[Critique] – « Première Année » : Thomas Lilti replonge en P1.

Le grand public l’avait découvert en interne dans Hippocrate puis à la campagne avec François Cluzet, Thomas Lilti nous livre cette année une sorte de préquelle de ses précédents longs-métrages avec Première année, un constat sonnant comme une alarme sur les dérives des études supérieurs en médecine.

Avec Hippocrate et Première Année, Thomas Lilti propose un cinéma qui fonctionne sur deux éléments essentiels : L’immersion et le constat. Toujours dans le thème de la médecine, sujet que le réalisateur connaît bien puisqu’il en avait fait sa première vocation, ses films souhaitent partir de l’idée d’immerger ce métier et ceux qui l’exercent dans un milieu différent : Quand Vincent Lacoste n’est plus médecin en interne dans Hippocrate, il se retrouve donc à préparer annales et concours en compagnie de William Lebghil dans les bancs universitaires. La caméra de Lilti nous immerge dans ce milieu, toujours placé de sorte à montrer sans jamais juger (laissant l’intelligence du spectateur à être interpellé face à ce qu’il lui est montré).

Ainsi, on constate un monde universitaire rongé par la compétitivité et les crises de nerfs. Bien qu’usant d’éléments anachroniques concernant l’enjeu central des étudiants en P1 (première année), à savoir l’attribution de leur spécialité professionnelle, Lilti se sert de cela pour signer une histoire générationnelle et romanesque de deux types d’étudiants auxquelles chacun pourrait s’y retrouver : Celui qui est obstiné quitte à tout perdre socialement (Vincent Lacoste) et l’autre qui ne sait pas vraiment où est-ce qu’il se trouve (William Lebghil).
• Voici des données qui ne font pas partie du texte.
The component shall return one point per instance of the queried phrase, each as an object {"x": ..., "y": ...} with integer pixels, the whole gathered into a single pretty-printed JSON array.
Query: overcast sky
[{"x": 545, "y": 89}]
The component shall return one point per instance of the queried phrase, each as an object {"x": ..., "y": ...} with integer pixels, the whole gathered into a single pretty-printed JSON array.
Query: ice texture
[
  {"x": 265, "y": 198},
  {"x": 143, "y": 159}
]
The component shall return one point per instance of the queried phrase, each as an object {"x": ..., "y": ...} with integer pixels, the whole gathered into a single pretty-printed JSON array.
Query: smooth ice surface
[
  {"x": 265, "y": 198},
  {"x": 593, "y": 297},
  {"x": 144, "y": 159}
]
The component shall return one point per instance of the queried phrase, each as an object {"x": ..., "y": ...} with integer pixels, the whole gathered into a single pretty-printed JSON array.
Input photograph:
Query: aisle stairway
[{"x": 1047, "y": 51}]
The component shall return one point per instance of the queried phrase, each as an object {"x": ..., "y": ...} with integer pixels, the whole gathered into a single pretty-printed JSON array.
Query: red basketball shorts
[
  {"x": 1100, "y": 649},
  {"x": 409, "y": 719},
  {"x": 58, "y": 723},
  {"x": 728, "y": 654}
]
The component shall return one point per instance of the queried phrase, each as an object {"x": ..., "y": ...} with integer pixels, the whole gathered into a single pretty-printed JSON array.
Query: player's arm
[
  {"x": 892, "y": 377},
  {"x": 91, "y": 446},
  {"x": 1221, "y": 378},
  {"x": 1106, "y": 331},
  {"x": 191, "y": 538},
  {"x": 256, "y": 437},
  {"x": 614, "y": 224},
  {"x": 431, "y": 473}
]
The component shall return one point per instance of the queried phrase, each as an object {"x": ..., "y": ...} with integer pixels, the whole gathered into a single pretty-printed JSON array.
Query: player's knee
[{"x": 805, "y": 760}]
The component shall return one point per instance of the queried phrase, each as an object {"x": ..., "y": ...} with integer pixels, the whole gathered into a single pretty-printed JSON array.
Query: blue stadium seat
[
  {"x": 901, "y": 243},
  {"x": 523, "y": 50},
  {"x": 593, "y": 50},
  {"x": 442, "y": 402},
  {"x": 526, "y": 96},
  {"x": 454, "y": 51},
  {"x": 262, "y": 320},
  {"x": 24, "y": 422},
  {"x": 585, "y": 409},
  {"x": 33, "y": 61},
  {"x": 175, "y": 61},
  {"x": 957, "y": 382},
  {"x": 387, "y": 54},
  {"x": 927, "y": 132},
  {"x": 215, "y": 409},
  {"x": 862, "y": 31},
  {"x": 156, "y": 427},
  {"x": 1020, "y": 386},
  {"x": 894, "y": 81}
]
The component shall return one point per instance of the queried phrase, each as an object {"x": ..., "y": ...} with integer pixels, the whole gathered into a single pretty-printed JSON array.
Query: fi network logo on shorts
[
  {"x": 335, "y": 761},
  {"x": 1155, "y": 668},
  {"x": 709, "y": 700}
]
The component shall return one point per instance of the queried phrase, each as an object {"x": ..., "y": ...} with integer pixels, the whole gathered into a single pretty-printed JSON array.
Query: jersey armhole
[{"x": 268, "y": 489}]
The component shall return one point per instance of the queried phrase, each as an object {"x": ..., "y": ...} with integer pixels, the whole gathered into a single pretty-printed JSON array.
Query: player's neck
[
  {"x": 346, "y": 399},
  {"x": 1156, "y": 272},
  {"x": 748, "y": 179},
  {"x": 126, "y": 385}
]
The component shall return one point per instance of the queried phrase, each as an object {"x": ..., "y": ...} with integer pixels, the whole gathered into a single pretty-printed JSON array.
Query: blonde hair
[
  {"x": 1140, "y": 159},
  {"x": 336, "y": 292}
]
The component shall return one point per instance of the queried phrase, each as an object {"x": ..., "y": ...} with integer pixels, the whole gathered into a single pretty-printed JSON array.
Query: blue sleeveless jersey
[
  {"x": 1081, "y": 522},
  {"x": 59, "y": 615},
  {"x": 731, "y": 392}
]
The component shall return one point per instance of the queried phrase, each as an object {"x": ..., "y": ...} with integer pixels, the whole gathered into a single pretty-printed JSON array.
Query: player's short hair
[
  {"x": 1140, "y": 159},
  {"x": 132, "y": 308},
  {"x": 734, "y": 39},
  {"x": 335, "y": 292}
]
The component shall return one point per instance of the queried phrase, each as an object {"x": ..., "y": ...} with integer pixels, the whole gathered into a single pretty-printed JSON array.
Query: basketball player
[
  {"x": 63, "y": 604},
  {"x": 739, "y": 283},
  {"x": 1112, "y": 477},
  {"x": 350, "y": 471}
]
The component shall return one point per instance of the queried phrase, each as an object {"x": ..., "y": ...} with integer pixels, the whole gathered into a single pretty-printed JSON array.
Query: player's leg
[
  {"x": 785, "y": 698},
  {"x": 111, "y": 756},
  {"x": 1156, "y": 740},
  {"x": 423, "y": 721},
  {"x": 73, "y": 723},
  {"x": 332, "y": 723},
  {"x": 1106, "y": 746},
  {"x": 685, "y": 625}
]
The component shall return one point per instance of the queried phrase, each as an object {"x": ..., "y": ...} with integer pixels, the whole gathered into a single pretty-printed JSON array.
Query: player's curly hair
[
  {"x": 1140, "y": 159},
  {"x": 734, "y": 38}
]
Une histoire d’amitié avec laquelle le réalisateur va focaliser l’axe dramatique du film mais l’enjeu du film est donc tout autre : Ici, Lilti va à l’encontre des clichés possibles de ce genre de films, on est face à un film doux-amer (qui a tout de même sa part de légèreté surtout grâce à la bonhommie de William Lebghil) allant vers le sens du pragmatisme . Réaliste, sans pour autant paraître pour du documentaire, le film présente un milieu étudiant peu montré à l’écran du cinéma dit mainstream : On est bien loin des clichés de l’étudiant en beuverie éternelle ou surdoué, ici, on montre les étudiants en angoisse, obstinées par leurs fiches révisions et rien d’autre. Le film ne fait aucune concession dans son constat, quitte à rendre certains personnages tristement insupportables. Car Première année est un cri, un cri de révolte sur les conséquences d’une telle éducation sur des étudiants, qui sont plus considérées comme des reptiliens selon les paroles d’un personnage que pour des êtres humains.

Un cri de révolte, donc, auquel Lilti ne propose aucune solution dans son pragmatisme. Mais sa faculté inouïe à capter la sensibilité d’un milieu encore maintenant dans les lumières de l’actualité, fait qu’il signe n film brillamment angoissant, réussissant à montrer sans faille la difficulté de ces études supérieurs.